Montée au Couvercle

Pour ce week-end du 14 juillet, il nous fallait un bel objectif qui nous permette de patienter jusqu’aux vacances. Rien de tel qu’une bonne montée au Couvercle et qu’un sommet encore jamais atteint : les Droites.

Ça faisait bien longtemps que nous n’étions pas retourné au Couvercle et comme à chaque fois cette belle marche d’approche nous permet de prendre le temps de nous rendre compte que nous rentrons dans le saint des saints : contournement du Moine qui nous laisse entrevoir la Verte, puis les Droites, puis les Courtes, Ravanel et Mummery, la Pointe Isabelle… passage obligé avec embouteillage aux Egralets, nous ne seront pas seuls ce soir au refuge… Et le fait est… que le refuge est blindé, mais l’ambiance est très bon enfant.

Réveil à 2 heures du matin, petit déjeuner dans le gaz, préparation des sacs et rencontre avec François Marsigny, que nous avions aperçu la veille. Comment l’aborder en 2 minutes alors qu’il est à côté de nous en train de faire son sac ? Je lui demande : “Vous êtes François Marsigny ?” Lui, vraiment surpris qu’on l’emmerde à é heures du mat : “Oui ?!?”. On est des amis de Christophe et Aude Legeais avec qui on fait de la montagne…” Ah oui ! d’accord, ah! c’est avec vous la Renaudie au Requin ?” “Oui, oui…” “Christophe nous parle souvent avec émotion de son bivouac à l’Eiger…” Échange sympa… nous lui expliquons notre itinéraire de la journée, lui, il part avec sa cliente pour l’Arête du Jardin. 

Ascension

Descente

Un autre guide part aussi pour les Droites. Il décide de faire l’itinéraire en sens inverse. Et effectivement nous nous retrouverons presque au sommet.

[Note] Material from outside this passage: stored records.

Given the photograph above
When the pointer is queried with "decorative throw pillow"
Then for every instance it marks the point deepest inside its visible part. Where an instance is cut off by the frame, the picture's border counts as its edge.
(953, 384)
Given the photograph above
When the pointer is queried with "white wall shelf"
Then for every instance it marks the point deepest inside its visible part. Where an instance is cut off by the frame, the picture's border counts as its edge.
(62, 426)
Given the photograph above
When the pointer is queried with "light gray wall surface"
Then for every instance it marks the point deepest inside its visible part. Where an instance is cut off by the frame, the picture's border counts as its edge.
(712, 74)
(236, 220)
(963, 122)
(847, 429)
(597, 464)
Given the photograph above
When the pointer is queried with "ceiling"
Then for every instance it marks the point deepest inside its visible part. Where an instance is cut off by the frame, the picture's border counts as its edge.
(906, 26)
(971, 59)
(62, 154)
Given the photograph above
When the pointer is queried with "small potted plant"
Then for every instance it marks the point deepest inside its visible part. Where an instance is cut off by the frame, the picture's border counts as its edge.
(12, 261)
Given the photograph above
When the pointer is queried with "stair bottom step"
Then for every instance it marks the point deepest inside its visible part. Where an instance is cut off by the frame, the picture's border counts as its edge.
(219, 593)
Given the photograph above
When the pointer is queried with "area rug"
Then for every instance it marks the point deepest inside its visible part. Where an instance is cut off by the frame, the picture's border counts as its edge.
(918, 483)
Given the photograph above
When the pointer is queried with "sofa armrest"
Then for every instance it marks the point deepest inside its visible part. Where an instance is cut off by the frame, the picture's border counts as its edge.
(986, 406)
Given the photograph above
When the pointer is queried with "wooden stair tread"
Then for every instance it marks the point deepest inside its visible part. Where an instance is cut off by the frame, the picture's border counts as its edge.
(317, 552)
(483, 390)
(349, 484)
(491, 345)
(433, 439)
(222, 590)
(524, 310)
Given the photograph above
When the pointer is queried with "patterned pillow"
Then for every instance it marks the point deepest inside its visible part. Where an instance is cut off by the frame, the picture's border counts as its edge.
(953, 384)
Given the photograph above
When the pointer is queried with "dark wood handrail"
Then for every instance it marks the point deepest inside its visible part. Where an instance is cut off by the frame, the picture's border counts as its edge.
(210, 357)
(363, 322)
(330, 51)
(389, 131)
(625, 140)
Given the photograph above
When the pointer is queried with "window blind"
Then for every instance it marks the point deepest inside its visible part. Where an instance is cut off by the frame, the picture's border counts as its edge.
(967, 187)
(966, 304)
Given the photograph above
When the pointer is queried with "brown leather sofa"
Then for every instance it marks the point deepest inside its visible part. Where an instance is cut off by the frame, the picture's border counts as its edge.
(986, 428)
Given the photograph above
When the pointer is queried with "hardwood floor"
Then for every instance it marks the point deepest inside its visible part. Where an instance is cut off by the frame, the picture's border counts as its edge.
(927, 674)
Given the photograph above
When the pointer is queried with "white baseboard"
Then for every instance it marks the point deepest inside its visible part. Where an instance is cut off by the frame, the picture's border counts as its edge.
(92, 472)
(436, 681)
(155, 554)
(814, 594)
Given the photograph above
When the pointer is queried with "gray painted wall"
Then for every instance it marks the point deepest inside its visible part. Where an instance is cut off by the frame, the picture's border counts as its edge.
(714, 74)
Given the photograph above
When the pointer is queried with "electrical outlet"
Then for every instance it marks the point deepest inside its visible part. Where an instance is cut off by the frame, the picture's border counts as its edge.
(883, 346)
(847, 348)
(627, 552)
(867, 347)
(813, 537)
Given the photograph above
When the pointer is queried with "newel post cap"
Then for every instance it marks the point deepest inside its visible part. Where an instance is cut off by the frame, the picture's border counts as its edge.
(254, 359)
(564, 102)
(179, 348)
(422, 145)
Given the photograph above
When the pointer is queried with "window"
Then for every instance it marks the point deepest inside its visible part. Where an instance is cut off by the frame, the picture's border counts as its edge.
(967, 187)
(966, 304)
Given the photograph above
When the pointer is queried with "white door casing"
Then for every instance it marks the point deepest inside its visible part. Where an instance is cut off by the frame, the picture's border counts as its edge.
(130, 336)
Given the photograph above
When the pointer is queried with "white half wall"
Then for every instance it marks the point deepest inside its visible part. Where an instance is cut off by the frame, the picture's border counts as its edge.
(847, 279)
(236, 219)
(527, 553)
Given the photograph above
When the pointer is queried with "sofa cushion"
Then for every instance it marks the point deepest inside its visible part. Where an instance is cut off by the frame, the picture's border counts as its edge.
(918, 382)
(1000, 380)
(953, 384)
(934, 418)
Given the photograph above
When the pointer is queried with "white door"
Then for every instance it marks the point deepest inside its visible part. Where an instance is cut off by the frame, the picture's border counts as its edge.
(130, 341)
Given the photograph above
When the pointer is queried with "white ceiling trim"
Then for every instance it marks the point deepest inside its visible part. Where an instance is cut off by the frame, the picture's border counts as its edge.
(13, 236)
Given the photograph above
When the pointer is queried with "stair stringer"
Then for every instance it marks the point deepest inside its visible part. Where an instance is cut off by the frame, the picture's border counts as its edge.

Depuis le refuge du Couvercle, nous gagnons le glacier de Talèfre que nous remontons jusqu’au contrefort est des Droites. Nous remontons ensuite un couloir assez raide qui nous conduit au pied d’un ensemble de terrasses et faces en rocher et glace mixte parfois malaisé. On enchaine plusieurs fois ce type de passage, en alternance avec des passages en neige, jusqu’à finalement atteindre le sommet. 

Le temps est mitigé et nous arrivons sous un mélange de nuages, brume et soleil voilé. La vue n’est pas dégagée mais l’ambiance est à la hauteur du sommet. On est quand même à plus de 4000 et l’itinéraire, très varié, n’est pas si aisé que ça…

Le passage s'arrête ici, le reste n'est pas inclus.